Null Hypothesis Significance Testing (NHST), or as Cohen describes it Significance Hypothesis Inference Testing (SHIT)
Fraley, R. C. & Marks, M.J. (2007). The null hypothesis significance-testing debate and its implications for personality research. In R.W. Robins, R.F. Krueger, & R.C. Fraley (eds.), Research Methods in Personality Psychology (Chap 9, 170-189). New York, NY: Guilford Press.
Meyer, G. J., Finn, S. E., Eyde, L. D., Kay, G. G., Moreland, K. L., Dies, R. R., Eisman, E. J., Kubiszyn, T. W., & Reed, G. M. (2001). Psychological testing and psychological assessment. American Psychologist, 56, 128-165.
What not to do (kind of like What Not to Wear)
LeBel, E.P., & Peters, K.R. (2011).

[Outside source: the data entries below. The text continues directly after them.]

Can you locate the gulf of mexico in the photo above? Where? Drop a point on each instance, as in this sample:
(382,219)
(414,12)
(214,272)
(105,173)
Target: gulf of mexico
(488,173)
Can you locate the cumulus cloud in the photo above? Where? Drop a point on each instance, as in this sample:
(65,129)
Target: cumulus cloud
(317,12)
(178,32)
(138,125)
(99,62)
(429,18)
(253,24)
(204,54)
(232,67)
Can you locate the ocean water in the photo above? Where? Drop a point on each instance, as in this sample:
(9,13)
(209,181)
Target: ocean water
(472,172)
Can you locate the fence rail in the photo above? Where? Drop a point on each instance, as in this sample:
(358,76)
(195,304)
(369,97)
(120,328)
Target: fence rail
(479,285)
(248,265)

Fearing the future of empirical psychology: Bem’s (2011) evidence of psi as a case study in deficiencies in modal research practice. Review of General Psychology, 15, 371-379.
Simmons, J.P., Nelson, L.D., & Simonshohn, U. (2012). False-positive psychology: Undisclosed flexibility in data collection and analysis allows presenting anything as significant. Psychological Science.

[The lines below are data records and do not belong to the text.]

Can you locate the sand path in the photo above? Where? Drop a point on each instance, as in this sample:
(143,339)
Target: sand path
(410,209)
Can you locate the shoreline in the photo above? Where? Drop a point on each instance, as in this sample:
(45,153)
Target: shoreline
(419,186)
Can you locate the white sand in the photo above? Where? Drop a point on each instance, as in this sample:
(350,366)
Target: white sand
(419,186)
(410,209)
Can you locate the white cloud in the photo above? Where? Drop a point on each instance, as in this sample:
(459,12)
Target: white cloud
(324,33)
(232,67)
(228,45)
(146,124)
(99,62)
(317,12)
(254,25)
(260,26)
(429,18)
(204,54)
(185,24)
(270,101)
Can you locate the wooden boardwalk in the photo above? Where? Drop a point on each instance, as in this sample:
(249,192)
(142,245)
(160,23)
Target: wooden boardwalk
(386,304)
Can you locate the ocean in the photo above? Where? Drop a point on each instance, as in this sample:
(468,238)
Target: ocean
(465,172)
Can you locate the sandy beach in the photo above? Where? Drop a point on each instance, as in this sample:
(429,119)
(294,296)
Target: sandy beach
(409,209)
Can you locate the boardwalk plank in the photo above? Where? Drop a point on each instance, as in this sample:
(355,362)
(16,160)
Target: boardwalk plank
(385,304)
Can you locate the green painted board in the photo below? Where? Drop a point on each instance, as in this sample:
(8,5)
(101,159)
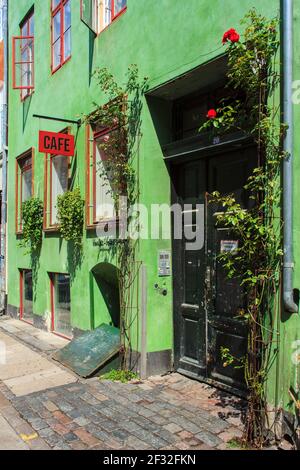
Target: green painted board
(91,351)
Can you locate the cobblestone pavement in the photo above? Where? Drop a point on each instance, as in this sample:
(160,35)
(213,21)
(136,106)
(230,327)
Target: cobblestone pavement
(170,412)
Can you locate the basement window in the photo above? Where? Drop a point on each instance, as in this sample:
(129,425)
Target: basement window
(60,33)
(61,304)
(26,295)
(23,57)
(98,14)
(57,182)
(24,184)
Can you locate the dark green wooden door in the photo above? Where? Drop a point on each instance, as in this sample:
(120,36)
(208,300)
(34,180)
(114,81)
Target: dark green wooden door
(189,269)
(206,302)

As I’ve noted elsewhere, I’m not entirely optimistic that reading this material is enough to protect us from conducting problematic research. Given the fact that we have known for five decades (yes, 50 years since Cohen’s 1962 paper) that our studies are underpowered and we still conduct underpowered research could be taken as evidence that we are impervious to influence. That said, if you do read and understand these papers and continue to blithely run underpowered studies and p-hack your way to fame and fortune, at least you do it with the knowledge that your papers may make you famous in the short run, but fade away in the long run.
In closing, this list is clearly idiosyncratic and incomplete. Feel free to plug for your favorite classic methods papers. It can’t hurt, can it?